My conversation with Haroon Moghul went beyond his book and biography. (You can read part one here.) Here are his thoughts on several key issues:

On the criticism that American Muslim leaders are reticent to criticize Muslim terrorists:

“Every mainstream Muslim American organization has condemned terrorism so often that many community members protest, asserting that such condemnations make us sound as if we are somehow responsible for these terrorist acts. One of the debates in our community is whether to apologize for actions in your religion’s name when you have nothing to do with them.

“Among the reasons the criticism is not heard sufficiently is that our community lacks the sophistication and the financial resources to project its voice into the mainstream public sphere. Another is that the mainstream media considers Muslim leaders condemning terrorism a non-story.

“In truth, the phrase ‘moderate Muslim’ has become offensive, suggesting that extremists are the norm, and the mainstream become the outliers”

On the Israeli-Palestinian conflict:

“One area where more can be done in a positive way is improving relationships between Jewish and Israeli Palestinians living within the 1967 borders. Greater engagement and empowerment of Palestinian Christians and Muslims could have a real impact on how Israel is seen in the region.

But the larger problem has less to do with Israel and more with the governments in the region whose leadership has been extremely disappointing.
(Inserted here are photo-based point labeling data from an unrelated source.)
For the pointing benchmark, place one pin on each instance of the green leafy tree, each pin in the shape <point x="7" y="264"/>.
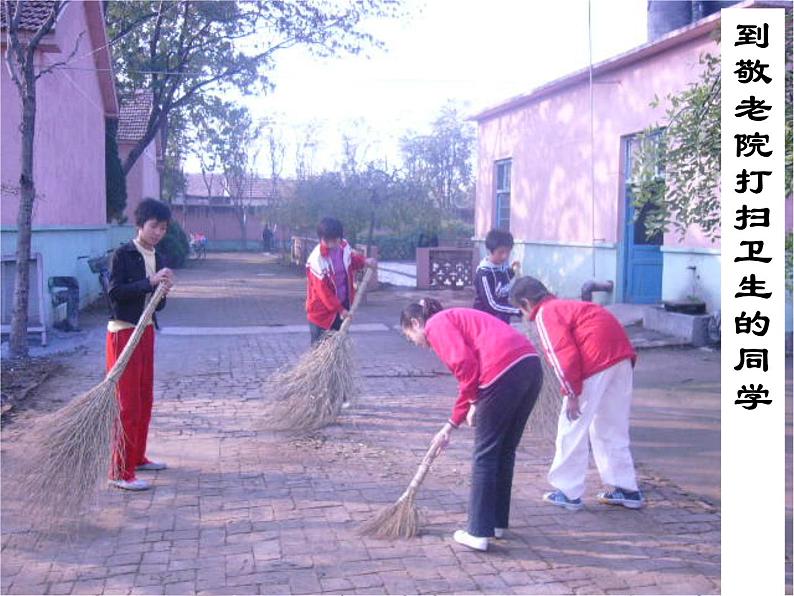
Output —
<point x="115" y="180"/>
<point x="677" y="165"/>
<point x="227" y="139"/>
<point x="442" y="161"/>
<point x="184" y="51"/>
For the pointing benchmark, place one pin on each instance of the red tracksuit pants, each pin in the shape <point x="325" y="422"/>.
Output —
<point x="135" y="392"/>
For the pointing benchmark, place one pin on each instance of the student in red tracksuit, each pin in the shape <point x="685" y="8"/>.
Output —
<point x="330" y="272"/>
<point x="500" y="376"/>
<point x="594" y="360"/>
<point x="136" y="269"/>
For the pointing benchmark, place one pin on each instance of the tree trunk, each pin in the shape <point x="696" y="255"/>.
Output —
<point x="18" y="341"/>
<point x="243" y="226"/>
<point x="371" y="232"/>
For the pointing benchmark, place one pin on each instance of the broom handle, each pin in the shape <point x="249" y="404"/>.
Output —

They are consumed with sectarian and ethnic conflict, internally and externally.

“The Israeli-Palestinian conflict is only one of many in the region, but it’s important that the parties address it themselves. A solution to the occupation would strengthen Israel’s borders, which are being threatened by extremist groups.

“I’d like to see elections take place among the Palestinians. You can’t get anywhere if the government is seen as unresponsive. What’s needed is a government with a popular mandate.”

On President Trump:

“My worst fear was that Trump would be authoritarian, but what is happening is actually the opposite. He’s not a strong leader, he’s remarkably weak, fundamentally in over his head. That is causing the state to break down, which is worrisome on many levels.

“Minorities look to the federal government to protect them — on civil rights, immigrant rights, etc. But I’m more worried as an American that the White House is no longer dealing with problems that only a government can address.”